Included in the consortium are 27 countries in Central and Eastern Europe and the former Soviet Union, 10 countries in Southern Africa, and both Guatemala and Haiti. Within these countries, EIFL Direct invites participation from all types of libraries: academic, noncorporate research, medical, national, and public.
Under the EIFL Direct arrangement, EBSCO Publishing will supply five databases: Academic Search Elite, Business Source Premier, MasterFILE Premier, Newspaper Source, and Comprehensive MEDLINE with FullTEXT. Together, these five files contain full text from over 300,000 articles from 3,200 unique journals, magazines, newspapers, and newswires, as well as over 1,300 full-text brochures and reference books. Scholarly journals in the collection cover humanities, social sciences, education, business, and medicine. The program will tailor access format to the available technology—Web, CD-ROM, or DVD-ROM—of each participating library.

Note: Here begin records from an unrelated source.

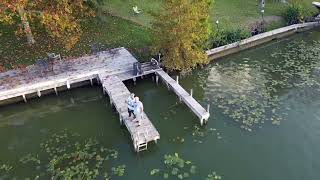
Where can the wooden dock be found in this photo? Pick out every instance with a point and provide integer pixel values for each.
(110, 68)
(118, 94)
(184, 96)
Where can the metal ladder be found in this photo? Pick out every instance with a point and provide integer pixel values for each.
(142, 146)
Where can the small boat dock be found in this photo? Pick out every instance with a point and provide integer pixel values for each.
(108, 68)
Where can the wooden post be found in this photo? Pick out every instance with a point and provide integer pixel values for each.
(68, 84)
(157, 79)
(55, 90)
(120, 119)
(91, 82)
(24, 98)
(134, 80)
(39, 93)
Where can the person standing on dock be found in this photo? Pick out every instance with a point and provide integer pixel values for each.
(138, 110)
(131, 104)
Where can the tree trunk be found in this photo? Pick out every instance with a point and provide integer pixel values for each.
(26, 26)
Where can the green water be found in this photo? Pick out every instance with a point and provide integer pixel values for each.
(289, 151)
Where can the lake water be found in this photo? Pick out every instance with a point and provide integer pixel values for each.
(247, 92)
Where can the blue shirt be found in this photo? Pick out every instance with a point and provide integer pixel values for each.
(138, 107)
(130, 102)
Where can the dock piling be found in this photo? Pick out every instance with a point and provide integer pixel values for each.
(91, 82)
(157, 79)
(24, 98)
(39, 93)
(55, 90)
(134, 80)
(68, 84)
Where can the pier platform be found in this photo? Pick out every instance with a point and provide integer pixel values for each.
(110, 68)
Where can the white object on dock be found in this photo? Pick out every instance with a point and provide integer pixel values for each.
(118, 94)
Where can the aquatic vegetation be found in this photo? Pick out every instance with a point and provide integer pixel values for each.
(65, 156)
(179, 168)
(4, 168)
(199, 133)
(213, 176)
(178, 139)
(175, 166)
(249, 94)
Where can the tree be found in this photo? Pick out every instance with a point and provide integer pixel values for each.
(59, 17)
(181, 32)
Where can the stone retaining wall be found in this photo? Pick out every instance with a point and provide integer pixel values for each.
(259, 39)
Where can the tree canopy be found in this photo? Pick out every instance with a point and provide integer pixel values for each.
(60, 18)
(181, 30)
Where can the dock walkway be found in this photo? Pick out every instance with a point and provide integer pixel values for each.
(110, 68)
(118, 94)
(184, 96)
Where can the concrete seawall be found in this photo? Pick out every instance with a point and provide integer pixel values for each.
(259, 39)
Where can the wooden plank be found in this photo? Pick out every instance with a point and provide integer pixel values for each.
(110, 67)
(195, 107)
(118, 94)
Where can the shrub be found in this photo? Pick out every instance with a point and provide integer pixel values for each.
(221, 37)
(293, 14)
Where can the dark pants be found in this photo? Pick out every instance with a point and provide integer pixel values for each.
(131, 112)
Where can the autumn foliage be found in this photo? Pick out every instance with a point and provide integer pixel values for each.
(60, 18)
(181, 31)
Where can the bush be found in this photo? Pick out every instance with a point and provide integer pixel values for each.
(221, 37)
(293, 14)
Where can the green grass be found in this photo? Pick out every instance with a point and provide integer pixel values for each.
(230, 13)
(108, 31)
(126, 29)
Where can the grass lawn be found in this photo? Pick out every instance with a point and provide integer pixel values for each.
(108, 31)
(230, 13)
(126, 29)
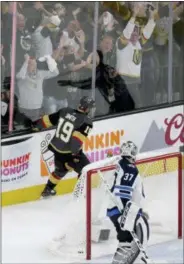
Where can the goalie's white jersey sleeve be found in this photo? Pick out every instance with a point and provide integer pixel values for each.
(127, 186)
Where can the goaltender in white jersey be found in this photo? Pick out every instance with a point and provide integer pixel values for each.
(125, 209)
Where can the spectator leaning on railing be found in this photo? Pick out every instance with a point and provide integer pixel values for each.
(129, 54)
(30, 85)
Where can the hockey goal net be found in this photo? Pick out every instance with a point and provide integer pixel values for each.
(86, 226)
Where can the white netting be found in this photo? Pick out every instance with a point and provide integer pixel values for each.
(158, 176)
(72, 240)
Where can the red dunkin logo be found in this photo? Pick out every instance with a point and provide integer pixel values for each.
(175, 129)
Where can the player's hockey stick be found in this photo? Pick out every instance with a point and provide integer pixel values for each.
(120, 207)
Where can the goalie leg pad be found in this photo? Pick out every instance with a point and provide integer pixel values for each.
(126, 253)
(142, 230)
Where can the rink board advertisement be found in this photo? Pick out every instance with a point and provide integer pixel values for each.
(27, 163)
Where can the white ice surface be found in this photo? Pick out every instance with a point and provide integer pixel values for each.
(28, 228)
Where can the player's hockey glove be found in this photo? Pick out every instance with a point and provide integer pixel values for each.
(37, 126)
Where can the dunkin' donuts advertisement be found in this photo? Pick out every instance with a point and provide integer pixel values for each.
(28, 162)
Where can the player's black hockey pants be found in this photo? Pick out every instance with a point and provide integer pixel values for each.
(141, 228)
(66, 162)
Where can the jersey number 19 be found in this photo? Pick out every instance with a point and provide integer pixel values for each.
(64, 130)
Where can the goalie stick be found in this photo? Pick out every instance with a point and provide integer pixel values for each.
(145, 258)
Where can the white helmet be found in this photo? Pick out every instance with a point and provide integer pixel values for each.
(129, 149)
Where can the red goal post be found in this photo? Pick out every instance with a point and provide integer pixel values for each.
(159, 164)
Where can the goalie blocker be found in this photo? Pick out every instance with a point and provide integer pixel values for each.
(125, 209)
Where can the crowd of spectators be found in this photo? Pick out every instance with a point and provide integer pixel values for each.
(54, 56)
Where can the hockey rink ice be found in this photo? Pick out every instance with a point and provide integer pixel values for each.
(27, 229)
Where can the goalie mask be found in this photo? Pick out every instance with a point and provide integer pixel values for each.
(129, 150)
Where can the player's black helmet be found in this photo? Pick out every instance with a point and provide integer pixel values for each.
(86, 104)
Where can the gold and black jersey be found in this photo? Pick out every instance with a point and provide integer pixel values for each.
(72, 129)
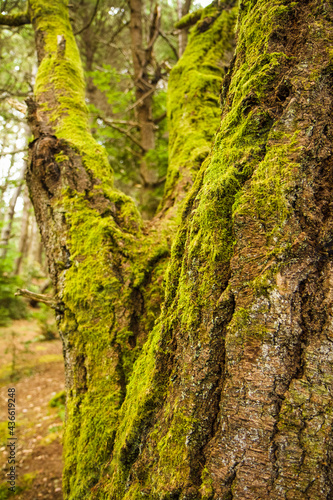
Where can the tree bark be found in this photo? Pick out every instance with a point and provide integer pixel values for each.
(144, 88)
(107, 267)
(24, 232)
(7, 228)
(231, 395)
(183, 9)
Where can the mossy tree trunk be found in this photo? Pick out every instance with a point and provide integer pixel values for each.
(231, 395)
(106, 265)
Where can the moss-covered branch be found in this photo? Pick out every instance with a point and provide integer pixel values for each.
(19, 19)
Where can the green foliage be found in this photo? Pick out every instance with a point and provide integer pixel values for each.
(59, 401)
(45, 318)
(193, 95)
(11, 307)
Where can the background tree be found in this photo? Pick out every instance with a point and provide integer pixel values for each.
(228, 394)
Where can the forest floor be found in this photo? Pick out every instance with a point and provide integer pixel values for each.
(34, 367)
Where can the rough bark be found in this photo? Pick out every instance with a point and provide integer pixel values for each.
(9, 217)
(144, 88)
(107, 267)
(183, 9)
(232, 397)
(22, 246)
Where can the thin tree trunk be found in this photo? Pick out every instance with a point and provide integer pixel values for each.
(6, 230)
(183, 8)
(144, 89)
(107, 269)
(5, 185)
(237, 375)
(23, 242)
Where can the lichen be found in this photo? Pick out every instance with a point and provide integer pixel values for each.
(193, 96)
(155, 449)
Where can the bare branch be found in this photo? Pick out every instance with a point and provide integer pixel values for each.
(122, 131)
(173, 48)
(39, 297)
(91, 20)
(160, 118)
(15, 152)
(139, 101)
(19, 106)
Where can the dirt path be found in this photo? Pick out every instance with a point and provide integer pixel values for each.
(35, 369)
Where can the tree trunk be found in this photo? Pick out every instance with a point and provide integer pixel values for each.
(231, 396)
(7, 228)
(143, 88)
(107, 268)
(24, 232)
(183, 9)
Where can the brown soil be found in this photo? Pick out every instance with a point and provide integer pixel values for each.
(35, 369)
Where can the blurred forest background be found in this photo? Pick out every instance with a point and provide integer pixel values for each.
(117, 81)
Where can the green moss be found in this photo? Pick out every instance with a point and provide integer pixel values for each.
(193, 96)
(189, 19)
(240, 178)
(58, 399)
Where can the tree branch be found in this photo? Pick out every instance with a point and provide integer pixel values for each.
(15, 19)
(39, 297)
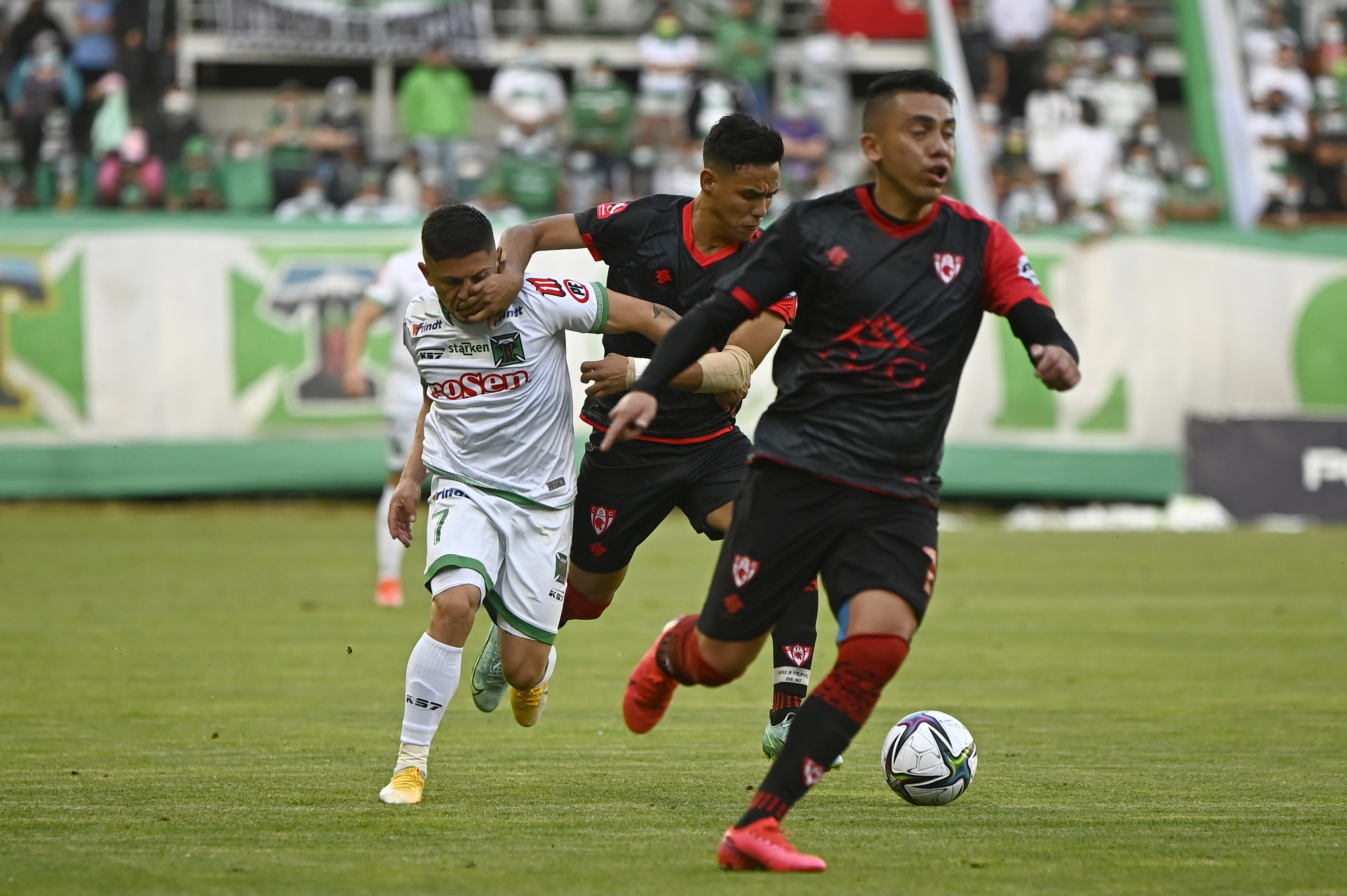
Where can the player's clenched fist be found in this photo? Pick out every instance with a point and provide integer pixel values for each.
(1055, 367)
(630, 418)
(402, 510)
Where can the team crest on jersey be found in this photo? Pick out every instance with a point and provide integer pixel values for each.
(578, 290)
(508, 348)
(947, 266)
(744, 569)
(1027, 271)
(601, 518)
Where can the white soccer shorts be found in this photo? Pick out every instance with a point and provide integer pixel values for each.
(402, 433)
(522, 552)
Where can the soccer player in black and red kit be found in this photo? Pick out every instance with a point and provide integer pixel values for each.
(674, 250)
(892, 282)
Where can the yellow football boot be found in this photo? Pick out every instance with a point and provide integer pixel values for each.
(406, 787)
(528, 705)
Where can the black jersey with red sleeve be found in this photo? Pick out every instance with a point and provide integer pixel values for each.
(885, 318)
(651, 254)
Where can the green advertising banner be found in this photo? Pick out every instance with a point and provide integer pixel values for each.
(205, 356)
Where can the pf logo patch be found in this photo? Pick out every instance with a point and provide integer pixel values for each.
(744, 569)
(601, 518)
(947, 266)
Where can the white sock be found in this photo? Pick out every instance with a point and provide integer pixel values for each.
(433, 673)
(551, 665)
(389, 550)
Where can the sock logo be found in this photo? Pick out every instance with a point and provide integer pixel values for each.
(424, 704)
(744, 569)
(601, 518)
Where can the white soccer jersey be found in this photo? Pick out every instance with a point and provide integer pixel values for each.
(500, 390)
(399, 282)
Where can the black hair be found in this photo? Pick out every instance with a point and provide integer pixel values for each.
(903, 81)
(741, 139)
(456, 232)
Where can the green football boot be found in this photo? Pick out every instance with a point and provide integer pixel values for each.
(774, 739)
(489, 685)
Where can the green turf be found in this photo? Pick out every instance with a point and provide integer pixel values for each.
(1155, 715)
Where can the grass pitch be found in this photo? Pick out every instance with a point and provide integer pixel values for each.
(179, 712)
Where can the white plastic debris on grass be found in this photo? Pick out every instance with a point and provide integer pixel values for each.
(1183, 514)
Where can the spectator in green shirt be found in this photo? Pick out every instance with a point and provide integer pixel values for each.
(435, 110)
(530, 178)
(744, 48)
(601, 122)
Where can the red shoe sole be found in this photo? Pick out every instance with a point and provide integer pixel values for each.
(640, 720)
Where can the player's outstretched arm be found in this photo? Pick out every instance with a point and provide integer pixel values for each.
(493, 296)
(709, 324)
(402, 507)
(353, 379)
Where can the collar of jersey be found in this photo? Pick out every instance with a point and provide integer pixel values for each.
(705, 260)
(891, 225)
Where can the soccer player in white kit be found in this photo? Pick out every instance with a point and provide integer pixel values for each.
(497, 437)
(399, 282)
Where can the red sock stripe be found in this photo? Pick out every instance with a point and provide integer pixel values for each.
(770, 804)
(865, 665)
(580, 607)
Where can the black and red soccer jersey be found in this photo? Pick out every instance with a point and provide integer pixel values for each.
(885, 320)
(651, 254)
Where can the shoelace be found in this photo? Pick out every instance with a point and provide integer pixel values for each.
(407, 779)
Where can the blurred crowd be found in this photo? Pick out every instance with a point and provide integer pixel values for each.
(96, 119)
(1296, 64)
(1068, 114)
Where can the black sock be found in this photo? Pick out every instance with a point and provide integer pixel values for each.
(818, 735)
(793, 654)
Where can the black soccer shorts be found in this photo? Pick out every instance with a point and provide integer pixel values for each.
(626, 494)
(791, 526)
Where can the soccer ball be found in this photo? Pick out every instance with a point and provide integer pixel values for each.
(930, 759)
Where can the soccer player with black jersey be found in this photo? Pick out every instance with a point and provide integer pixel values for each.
(892, 281)
(671, 250)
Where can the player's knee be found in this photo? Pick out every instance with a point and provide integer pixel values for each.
(599, 588)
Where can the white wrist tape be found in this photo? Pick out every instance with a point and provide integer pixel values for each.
(725, 371)
(635, 367)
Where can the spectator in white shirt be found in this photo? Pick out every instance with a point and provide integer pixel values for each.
(1137, 193)
(1020, 31)
(530, 96)
(668, 57)
(1278, 130)
(1124, 97)
(1049, 115)
(1286, 76)
(1090, 157)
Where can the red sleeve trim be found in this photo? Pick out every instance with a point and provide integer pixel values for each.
(747, 301)
(1008, 278)
(589, 244)
(784, 309)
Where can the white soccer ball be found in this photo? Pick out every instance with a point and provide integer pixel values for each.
(930, 759)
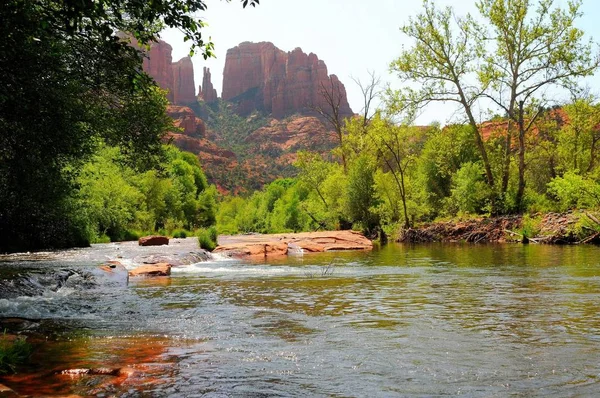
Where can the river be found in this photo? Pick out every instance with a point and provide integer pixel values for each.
(423, 320)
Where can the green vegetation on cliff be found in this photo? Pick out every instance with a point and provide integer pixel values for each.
(68, 83)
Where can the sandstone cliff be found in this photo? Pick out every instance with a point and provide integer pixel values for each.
(259, 76)
(183, 82)
(206, 91)
(177, 78)
(157, 64)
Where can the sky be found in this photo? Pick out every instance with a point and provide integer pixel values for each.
(353, 37)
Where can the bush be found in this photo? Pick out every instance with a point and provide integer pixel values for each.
(180, 233)
(13, 353)
(207, 238)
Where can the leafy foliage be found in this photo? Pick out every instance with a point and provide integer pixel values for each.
(70, 80)
(116, 200)
(13, 353)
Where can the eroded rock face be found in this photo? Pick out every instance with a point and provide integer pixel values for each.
(186, 119)
(157, 64)
(183, 81)
(259, 76)
(158, 269)
(262, 246)
(177, 78)
(207, 92)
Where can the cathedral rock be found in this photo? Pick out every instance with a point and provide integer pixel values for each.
(206, 90)
(175, 77)
(259, 76)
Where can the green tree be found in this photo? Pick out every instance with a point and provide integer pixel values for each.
(362, 198)
(532, 48)
(67, 82)
(445, 55)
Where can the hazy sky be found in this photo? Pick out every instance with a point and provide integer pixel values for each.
(351, 36)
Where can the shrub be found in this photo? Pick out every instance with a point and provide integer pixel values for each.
(574, 191)
(13, 353)
(180, 233)
(207, 238)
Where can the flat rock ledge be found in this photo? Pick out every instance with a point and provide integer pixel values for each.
(153, 240)
(274, 245)
(158, 269)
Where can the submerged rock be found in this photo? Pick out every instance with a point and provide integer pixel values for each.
(280, 244)
(176, 259)
(153, 240)
(159, 269)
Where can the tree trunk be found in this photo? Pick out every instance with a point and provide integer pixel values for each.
(521, 187)
(592, 155)
(507, 150)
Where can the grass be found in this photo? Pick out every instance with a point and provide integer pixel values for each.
(13, 352)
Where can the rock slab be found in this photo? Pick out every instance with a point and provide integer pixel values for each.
(153, 240)
(159, 269)
(268, 246)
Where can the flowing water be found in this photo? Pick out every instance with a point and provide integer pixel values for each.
(425, 320)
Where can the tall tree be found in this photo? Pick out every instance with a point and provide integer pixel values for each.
(533, 47)
(443, 63)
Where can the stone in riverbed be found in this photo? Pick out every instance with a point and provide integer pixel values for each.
(159, 269)
(255, 246)
(153, 240)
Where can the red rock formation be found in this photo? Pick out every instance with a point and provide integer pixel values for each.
(153, 240)
(158, 65)
(187, 120)
(261, 246)
(261, 76)
(158, 269)
(295, 133)
(207, 91)
(183, 82)
(177, 78)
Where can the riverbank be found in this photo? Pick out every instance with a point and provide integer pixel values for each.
(575, 227)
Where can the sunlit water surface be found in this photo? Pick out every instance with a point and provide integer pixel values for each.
(426, 320)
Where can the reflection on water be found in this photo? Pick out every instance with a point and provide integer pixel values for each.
(490, 320)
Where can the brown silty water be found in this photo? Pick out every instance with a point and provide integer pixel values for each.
(422, 320)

The colorful George Soros, Hungarian Holocaust survivor, naturalized U.S. citizen, currency speculator, and creative philanthropist, donated over $500 million to Central and Eastern Europe in 1998 alone. The philanthropy he has administered through the Open Society Institute has caused some controversy; this year, for example, he began major funding to support decriminalization of drugs in the U.S. and abroad.
Soros created the Soros Foundations Network to build free and open societies by supporting an array of activities dealing with art and culture, the strengthening of civil society, economic reform, education, human rights, legal reform and public administration, media and communications, and public health. The Soros Foundation Network has actively supported library development with over $40 million in funding since 1994 for automation, training, preservation, access, collection development, and improved user service. It sees libraries as a major impetus for information dissemination and support for democratic societies. With print journal collections remaining poor in the area, however, the network sees electronic journals as the "only viable and sustainable option for the future," according to the EBSCO Publishing press release.
Michael Kay, director of electronic publishing for the Open Society Institute (OSI), saluted the new EIFL Direct consortium. "We are making history," he said. "Many of the countries that we served previously had very limited access to the wealth of information available from international scholarly journals. This initiative now gives instant electronic access to scholars, policymakers, and the general public. It will greatly assist these countries' accession into the international information society."
The Open Society Institute has offices in the U.S., Russia, Croatia, Macedonia, and Slovenia. It has funded such programs as the Center on Crime, Communities, and Culture; the Emma Lazarus Fund; Lindesmith Center; Project on Death in America; Burma Project Central; Eurasia Project; Forced Migration Projects; International Soros Science Education Program; Landmines Project; Soros Documentary Fund; Southern Africa Project Chair's Grants; and Presidential Grants.
EBSCO Publishing is part of the EBSCO Information Services group, which also encompasses EBSCO Subscription Services. EBSCO Publishing markets its services actively outside the U.S. Over the past year and a half, it has expanded its sales offices in Australia, Brazil, France, Japan, China, Colombia, India, Taiwan, and the U.K.